Die Präsidenten zu den a-fonds-perdu-Beiträgen und der Liga-Reform

Die Präsidenten der National League Clubs haben sich an einer gemeinsamen Sitzung mit der aktuellen Lage der Covid-19-Krise und deren Auswirkungen auf das Schweizer Eishockey auseinandergesetzt.

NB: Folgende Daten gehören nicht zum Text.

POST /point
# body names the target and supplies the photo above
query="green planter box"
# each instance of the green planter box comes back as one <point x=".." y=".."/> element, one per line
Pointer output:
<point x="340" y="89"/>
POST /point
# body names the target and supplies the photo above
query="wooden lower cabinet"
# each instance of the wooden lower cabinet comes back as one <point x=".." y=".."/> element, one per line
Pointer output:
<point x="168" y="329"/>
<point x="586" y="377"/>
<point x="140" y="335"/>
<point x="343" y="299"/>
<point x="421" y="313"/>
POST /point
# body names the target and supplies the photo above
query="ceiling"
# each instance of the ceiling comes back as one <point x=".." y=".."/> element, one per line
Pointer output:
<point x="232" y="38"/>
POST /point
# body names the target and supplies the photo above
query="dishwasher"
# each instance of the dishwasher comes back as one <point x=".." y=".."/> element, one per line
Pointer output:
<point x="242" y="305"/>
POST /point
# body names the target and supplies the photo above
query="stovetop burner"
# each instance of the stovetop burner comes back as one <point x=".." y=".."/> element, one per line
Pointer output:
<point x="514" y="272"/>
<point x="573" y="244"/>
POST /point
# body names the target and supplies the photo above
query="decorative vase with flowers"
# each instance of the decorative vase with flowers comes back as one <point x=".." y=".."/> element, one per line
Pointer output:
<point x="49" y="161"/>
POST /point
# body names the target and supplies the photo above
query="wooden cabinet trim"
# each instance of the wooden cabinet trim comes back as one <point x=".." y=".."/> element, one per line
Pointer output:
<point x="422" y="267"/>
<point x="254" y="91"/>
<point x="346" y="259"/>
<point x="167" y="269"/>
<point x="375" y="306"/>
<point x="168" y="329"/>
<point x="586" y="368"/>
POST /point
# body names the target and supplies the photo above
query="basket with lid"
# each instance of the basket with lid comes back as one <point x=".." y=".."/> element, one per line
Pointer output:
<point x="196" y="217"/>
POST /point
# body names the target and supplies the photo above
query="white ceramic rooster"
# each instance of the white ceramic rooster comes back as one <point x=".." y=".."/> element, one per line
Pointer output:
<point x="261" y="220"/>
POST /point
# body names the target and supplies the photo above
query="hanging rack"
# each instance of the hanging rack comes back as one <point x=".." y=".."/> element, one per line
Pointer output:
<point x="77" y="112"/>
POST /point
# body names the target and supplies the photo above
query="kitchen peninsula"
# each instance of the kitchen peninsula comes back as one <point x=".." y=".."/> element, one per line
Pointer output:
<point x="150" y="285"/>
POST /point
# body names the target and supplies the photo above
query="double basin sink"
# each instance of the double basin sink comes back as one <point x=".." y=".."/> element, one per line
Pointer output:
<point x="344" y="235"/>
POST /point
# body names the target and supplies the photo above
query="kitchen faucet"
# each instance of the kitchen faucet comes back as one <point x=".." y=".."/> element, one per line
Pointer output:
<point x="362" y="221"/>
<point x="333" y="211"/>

Kurz nach Beginn der Saison 20/21 wurde den Clubs verboten, vor ihren Kunden, Sponsoren und Fans in den Stadien zu spielen. Die damit verbundenen Ertragsausfälle treffen alle 12 Clubs existenziell. Konkurse konnten bis anhin nur durch Lohnreduktionen, Verzicht auf Teilrückerstattung der Tickets und grosse Solidarität der Sponsoren sowie die Aussicht auf à fonds perdu-Entschädigungen des Bundes verhindert werden. Allerdings hat der Bund die Auszahlung der dringend nötigen à fonds perdu-Beiträge an so hohe Anforderungen in Bezug auf die individuelle Lohnreduktionen geknüpft, dass wohl kein einziger Club diese vollumfänglich erfüllen kann. Vergleichbare Hürden gibt es in keiner anderen Branche – sie müssen im Sinne der Fairness und Gleichbehandlung reduziert werden. Die Präsidenten ersuchen deshalb den Bundesrat und die Räte, rasch auf die von der Liga unterbreiten Lösungsansätze einzutreten. 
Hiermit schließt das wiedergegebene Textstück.